Kevin Lee | A Master
Kevin Lee chose to make Southern Utah home for his violin-making business because of the excellent climate for curing wood and drying glue and varnish.
A luthier (pronounced lo͞otēə), by definition, is a maker of stringed instruments.
Walking from the sagebrush-covered desert of Leeds into Kevin’s luthier shop is akin to stepping into a new and fascinating world.
A particularly enormous bookcase filled with vintage music books covers nearly half the length of one wall. Across from it, a floor-to-ceiling cabinet contains jars of amber mixtures and paintbrushes. Blocks of wood hang from the ceiling. Worktables display the master luthier’s work: violins-in-the-making.
Next to the door, a straightjacket is draped over a bench.

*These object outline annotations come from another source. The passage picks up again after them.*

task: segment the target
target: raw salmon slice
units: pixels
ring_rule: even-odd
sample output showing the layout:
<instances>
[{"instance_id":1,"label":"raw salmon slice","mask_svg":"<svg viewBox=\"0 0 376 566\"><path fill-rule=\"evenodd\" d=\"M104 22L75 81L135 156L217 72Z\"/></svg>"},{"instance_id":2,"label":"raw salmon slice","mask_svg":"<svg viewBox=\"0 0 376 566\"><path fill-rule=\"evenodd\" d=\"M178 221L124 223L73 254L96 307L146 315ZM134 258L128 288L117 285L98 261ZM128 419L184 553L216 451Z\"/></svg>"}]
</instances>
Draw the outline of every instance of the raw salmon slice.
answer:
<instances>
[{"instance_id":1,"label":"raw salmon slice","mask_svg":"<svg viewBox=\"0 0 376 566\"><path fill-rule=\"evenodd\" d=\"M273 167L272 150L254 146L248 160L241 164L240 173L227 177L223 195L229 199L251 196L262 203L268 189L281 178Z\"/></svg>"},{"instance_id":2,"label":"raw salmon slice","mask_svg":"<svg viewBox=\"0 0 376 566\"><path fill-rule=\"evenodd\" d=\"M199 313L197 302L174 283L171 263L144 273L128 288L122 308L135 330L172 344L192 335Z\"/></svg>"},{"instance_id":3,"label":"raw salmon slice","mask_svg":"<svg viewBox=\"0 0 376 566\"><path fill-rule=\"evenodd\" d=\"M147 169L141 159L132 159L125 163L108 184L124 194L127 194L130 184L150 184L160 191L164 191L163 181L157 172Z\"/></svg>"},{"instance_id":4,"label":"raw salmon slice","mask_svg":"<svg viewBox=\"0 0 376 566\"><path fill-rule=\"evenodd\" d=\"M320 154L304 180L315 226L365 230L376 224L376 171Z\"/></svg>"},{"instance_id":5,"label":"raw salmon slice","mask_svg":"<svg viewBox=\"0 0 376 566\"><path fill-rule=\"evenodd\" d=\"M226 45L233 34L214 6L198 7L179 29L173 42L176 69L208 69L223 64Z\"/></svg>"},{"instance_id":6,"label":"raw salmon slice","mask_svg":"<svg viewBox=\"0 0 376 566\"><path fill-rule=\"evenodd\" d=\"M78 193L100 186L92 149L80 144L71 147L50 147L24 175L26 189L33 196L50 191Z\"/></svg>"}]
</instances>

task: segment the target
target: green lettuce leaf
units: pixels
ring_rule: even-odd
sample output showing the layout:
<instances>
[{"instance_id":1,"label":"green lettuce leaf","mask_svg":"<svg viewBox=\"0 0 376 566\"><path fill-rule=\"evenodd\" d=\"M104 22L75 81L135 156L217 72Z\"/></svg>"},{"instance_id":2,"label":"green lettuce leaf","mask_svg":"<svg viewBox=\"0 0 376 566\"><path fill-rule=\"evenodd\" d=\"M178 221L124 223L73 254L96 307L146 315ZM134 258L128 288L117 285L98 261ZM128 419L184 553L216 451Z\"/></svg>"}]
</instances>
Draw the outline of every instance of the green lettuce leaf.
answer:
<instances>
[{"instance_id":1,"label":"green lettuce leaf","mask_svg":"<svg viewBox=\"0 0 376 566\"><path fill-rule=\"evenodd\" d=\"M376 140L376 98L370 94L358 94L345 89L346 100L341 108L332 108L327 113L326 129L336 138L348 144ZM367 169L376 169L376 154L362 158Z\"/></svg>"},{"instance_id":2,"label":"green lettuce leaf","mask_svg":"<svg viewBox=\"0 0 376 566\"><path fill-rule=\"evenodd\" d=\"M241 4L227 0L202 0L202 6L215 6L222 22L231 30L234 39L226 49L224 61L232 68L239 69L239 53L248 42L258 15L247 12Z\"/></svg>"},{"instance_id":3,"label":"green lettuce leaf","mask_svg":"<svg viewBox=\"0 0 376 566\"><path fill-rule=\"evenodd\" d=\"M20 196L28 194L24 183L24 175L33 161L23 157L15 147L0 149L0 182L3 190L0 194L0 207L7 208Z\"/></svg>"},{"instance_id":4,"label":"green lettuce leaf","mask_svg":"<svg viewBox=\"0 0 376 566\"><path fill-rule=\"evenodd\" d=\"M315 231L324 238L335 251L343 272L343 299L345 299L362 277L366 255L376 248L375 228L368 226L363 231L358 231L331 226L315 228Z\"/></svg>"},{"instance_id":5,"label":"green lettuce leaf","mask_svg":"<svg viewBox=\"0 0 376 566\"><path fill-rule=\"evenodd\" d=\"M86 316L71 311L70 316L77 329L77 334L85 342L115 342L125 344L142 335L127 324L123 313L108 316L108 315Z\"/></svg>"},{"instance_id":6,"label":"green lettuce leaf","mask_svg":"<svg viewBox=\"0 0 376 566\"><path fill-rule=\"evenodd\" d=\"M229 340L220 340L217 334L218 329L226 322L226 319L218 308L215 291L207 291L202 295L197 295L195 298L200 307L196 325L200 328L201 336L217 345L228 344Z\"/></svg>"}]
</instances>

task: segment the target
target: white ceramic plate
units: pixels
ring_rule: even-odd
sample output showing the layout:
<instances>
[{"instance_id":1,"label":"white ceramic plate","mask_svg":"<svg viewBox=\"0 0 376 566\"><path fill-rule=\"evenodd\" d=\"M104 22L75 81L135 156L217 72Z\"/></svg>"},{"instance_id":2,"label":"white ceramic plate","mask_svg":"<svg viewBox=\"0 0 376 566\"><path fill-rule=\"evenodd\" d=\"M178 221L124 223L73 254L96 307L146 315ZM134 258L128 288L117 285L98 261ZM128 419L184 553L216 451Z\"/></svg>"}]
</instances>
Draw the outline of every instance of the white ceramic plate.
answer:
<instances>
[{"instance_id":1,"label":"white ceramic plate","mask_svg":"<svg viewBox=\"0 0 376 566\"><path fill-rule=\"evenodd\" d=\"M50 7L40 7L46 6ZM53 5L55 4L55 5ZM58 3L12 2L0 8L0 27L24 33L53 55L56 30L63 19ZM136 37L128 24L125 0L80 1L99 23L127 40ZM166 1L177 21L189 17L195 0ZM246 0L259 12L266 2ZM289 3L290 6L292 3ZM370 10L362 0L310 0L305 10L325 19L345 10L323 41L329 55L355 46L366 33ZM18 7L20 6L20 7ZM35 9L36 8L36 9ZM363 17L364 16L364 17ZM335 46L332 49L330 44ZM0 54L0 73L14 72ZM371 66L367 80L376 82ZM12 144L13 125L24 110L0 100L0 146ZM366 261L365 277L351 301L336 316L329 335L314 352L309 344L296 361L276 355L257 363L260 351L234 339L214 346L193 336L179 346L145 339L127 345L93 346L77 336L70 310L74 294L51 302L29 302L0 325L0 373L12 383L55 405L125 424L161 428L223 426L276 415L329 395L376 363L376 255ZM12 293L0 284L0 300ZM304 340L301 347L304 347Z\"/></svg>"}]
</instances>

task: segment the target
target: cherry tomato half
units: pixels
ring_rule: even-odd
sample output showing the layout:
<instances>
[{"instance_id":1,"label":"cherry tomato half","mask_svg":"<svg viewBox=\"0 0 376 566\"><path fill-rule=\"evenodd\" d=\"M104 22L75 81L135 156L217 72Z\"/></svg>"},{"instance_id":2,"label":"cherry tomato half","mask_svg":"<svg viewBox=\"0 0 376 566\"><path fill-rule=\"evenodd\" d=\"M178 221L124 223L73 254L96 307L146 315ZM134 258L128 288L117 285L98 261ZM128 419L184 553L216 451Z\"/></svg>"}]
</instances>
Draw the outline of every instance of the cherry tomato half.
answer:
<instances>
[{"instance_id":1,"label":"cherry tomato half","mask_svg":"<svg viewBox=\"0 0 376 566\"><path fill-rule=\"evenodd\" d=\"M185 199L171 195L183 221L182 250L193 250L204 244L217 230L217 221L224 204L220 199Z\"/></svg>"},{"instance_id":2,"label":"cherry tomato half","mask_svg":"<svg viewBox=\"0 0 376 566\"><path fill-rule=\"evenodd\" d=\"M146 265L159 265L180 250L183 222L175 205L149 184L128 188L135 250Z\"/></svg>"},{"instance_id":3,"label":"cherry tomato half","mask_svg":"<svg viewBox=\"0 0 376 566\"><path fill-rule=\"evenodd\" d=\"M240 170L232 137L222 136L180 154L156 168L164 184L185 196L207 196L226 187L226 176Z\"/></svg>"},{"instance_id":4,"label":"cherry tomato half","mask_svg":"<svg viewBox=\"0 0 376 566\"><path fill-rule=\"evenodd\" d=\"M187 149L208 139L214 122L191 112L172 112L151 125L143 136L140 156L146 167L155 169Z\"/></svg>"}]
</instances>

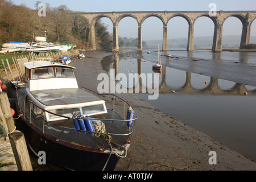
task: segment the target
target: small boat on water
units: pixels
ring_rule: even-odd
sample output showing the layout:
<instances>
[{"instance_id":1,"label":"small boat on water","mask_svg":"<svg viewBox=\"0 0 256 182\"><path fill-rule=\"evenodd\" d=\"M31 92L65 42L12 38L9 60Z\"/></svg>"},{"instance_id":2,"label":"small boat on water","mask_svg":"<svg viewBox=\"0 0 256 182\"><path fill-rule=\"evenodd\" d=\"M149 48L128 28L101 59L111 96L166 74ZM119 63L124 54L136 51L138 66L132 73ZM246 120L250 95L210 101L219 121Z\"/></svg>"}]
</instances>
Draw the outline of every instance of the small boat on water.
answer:
<instances>
[{"instance_id":1,"label":"small boat on water","mask_svg":"<svg viewBox=\"0 0 256 182\"><path fill-rule=\"evenodd\" d=\"M16 84L17 125L31 151L72 170L114 170L131 144L137 118L130 105L79 88L74 67L43 61L24 66L25 78ZM116 100L125 109L115 110Z\"/></svg>"},{"instance_id":2,"label":"small boat on water","mask_svg":"<svg viewBox=\"0 0 256 182\"><path fill-rule=\"evenodd\" d=\"M160 60L160 63L159 63ZM161 64L161 56L160 55L159 44L158 44L158 61L153 65L152 69L161 69L162 65Z\"/></svg>"},{"instance_id":3,"label":"small boat on water","mask_svg":"<svg viewBox=\"0 0 256 182\"><path fill-rule=\"evenodd\" d=\"M27 51L31 51L34 52L56 52L61 48L59 44L53 44L51 43L46 42L46 38L45 37L35 37L35 42L32 45L26 46L26 50Z\"/></svg>"},{"instance_id":4,"label":"small boat on water","mask_svg":"<svg viewBox=\"0 0 256 182\"><path fill-rule=\"evenodd\" d=\"M81 54L79 56L80 59L84 59L85 57L85 56L84 54Z\"/></svg>"}]
</instances>

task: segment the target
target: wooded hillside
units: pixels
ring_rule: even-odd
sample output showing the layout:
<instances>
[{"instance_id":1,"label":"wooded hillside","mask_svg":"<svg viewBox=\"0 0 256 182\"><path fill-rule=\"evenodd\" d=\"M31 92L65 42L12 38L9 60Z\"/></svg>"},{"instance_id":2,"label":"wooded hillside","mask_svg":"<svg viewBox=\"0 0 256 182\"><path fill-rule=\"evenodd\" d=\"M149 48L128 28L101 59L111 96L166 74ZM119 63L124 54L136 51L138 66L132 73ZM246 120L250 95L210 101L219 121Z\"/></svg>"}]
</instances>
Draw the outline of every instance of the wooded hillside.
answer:
<instances>
[{"instance_id":1,"label":"wooded hillside","mask_svg":"<svg viewBox=\"0 0 256 182\"><path fill-rule=\"evenodd\" d=\"M40 3L37 1L35 7ZM46 31L48 42L74 43L79 48L88 48L89 27L85 18L65 5L46 5L46 16L39 16L38 10L0 0L0 44L10 41L32 42L33 33L35 36L44 36ZM100 20L95 25L95 32L97 48L111 49L112 35Z\"/></svg>"}]
</instances>

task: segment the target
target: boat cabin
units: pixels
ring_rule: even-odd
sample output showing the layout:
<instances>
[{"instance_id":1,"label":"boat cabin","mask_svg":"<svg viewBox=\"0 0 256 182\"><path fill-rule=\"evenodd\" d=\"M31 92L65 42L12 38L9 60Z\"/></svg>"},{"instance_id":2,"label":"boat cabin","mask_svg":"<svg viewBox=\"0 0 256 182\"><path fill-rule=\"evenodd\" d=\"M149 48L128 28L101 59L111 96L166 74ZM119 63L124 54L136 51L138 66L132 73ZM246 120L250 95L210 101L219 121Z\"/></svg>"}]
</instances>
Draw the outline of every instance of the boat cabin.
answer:
<instances>
[{"instance_id":1,"label":"boat cabin","mask_svg":"<svg viewBox=\"0 0 256 182\"><path fill-rule=\"evenodd\" d=\"M74 73L75 68L49 61L29 62L25 67L25 98L44 112L46 121L72 117L73 112L82 115L107 113L105 101L80 89ZM43 117L43 111L35 105L32 114Z\"/></svg>"}]
</instances>

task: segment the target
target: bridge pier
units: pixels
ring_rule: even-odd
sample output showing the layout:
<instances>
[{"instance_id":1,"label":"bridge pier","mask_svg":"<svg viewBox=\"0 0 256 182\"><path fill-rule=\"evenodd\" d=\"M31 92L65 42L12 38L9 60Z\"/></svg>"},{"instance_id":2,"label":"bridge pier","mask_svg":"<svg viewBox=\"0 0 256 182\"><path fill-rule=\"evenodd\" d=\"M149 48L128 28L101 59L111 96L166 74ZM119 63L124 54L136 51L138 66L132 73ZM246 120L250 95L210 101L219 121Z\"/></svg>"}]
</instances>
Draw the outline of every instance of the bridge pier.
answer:
<instances>
[{"instance_id":1,"label":"bridge pier","mask_svg":"<svg viewBox=\"0 0 256 182\"><path fill-rule=\"evenodd\" d=\"M215 26L212 51L220 52L222 51L222 30L223 26Z\"/></svg>"},{"instance_id":2,"label":"bridge pier","mask_svg":"<svg viewBox=\"0 0 256 182\"><path fill-rule=\"evenodd\" d=\"M96 42L95 41L95 24L92 23L89 30L89 48L90 49L96 50Z\"/></svg>"},{"instance_id":3,"label":"bridge pier","mask_svg":"<svg viewBox=\"0 0 256 182\"><path fill-rule=\"evenodd\" d=\"M250 37L251 35L250 26L246 20L242 21L243 29L241 38L240 49L242 49L245 45L250 43Z\"/></svg>"},{"instance_id":4,"label":"bridge pier","mask_svg":"<svg viewBox=\"0 0 256 182\"><path fill-rule=\"evenodd\" d=\"M194 50L194 26L189 24L188 27L188 46L187 51Z\"/></svg>"},{"instance_id":5,"label":"bridge pier","mask_svg":"<svg viewBox=\"0 0 256 182\"><path fill-rule=\"evenodd\" d=\"M163 51L167 51L167 26L164 25L163 34Z\"/></svg>"}]
</instances>

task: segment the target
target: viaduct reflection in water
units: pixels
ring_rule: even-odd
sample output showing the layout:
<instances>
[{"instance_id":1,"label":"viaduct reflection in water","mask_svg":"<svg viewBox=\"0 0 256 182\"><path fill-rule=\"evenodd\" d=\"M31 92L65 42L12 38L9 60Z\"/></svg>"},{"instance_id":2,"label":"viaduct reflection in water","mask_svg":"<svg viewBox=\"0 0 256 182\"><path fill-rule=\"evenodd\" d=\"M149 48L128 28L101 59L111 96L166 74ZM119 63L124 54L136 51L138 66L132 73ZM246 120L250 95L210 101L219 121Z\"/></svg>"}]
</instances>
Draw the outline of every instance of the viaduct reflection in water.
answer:
<instances>
[{"instance_id":1,"label":"viaduct reflection in water","mask_svg":"<svg viewBox=\"0 0 256 182\"><path fill-rule=\"evenodd\" d=\"M134 57L133 57L134 58ZM114 69L115 70L115 81L119 82L119 78L118 78L118 74L119 73L119 60L128 59L127 58L127 55L126 54L119 54L116 57L114 57L113 56L108 56L104 58L102 61L101 64L103 69L109 72L111 68ZM142 58L139 57L137 57L137 71L135 71L133 73L137 73L138 75L141 75L142 73ZM135 66L134 64L133 66ZM113 66L113 67L112 67ZM151 68L152 65L150 64L143 64L143 66L148 67L148 68ZM240 83L235 83L234 85L228 89L223 89L221 86L219 85L219 79L217 78L210 77L210 81L207 84L204 84L205 86L203 89L197 89L193 87L192 84L192 73L188 72L185 72L185 78L184 81L184 84L181 86L176 87L172 85L169 85L167 84L168 81L170 76L167 74L167 67L165 65L163 66L160 73L151 72L151 73L155 73L159 74L159 93L160 94L171 94L173 93L172 90L175 92L192 94L212 94L212 95L243 95L245 93L248 93L248 94L255 95L256 94L256 88L253 87L253 90L250 90L246 88L244 84ZM129 68L128 69L131 69ZM152 71L152 69L151 69ZM122 73L123 73L122 72ZM129 73L132 73L129 72ZM154 78L154 76L152 76ZM148 85L143 79L139 76L135 78L137 80L135 81L135 85L134 85L133 89L133 93L138 93L139 90L139 93L148 93L148 89L147 85ZM179 78L180 79L180 78ZM153 81L154 82L154 81ZM128 81L127 82L128 82ZM154 87L154 83L153 83ZM130 88L130 89L131 88ZM152 86L150 88L152 89Z\"/></svg>"}]
</instances>

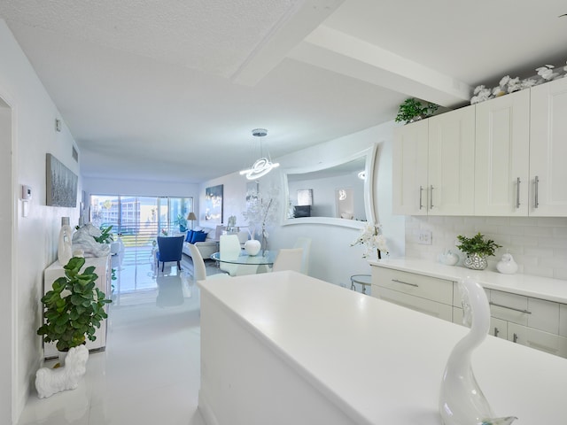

When asked about this unusual piece of décor, Kevin smiles and says, “The straightjacket is a reminder of just how close to the edge – just how crazy you have to be – to go into this [business].”
According to Kevin, of the eight master luthiers the world has ever known, most of them died in abject poverty. He said that one in particular – Jacob Stainer – died in a straightjacket on his front porch.
“The only way you can succeed is to believe you really can,” Kevin says. “You have to believe you can succeed when no one in the last 300 years has. You have to be that arrogant. Otherwise you have no chance of success.”
Kevin’s violins cost tens of thousands of dollars.
Kevin says he is the only living certified master luthier in the world.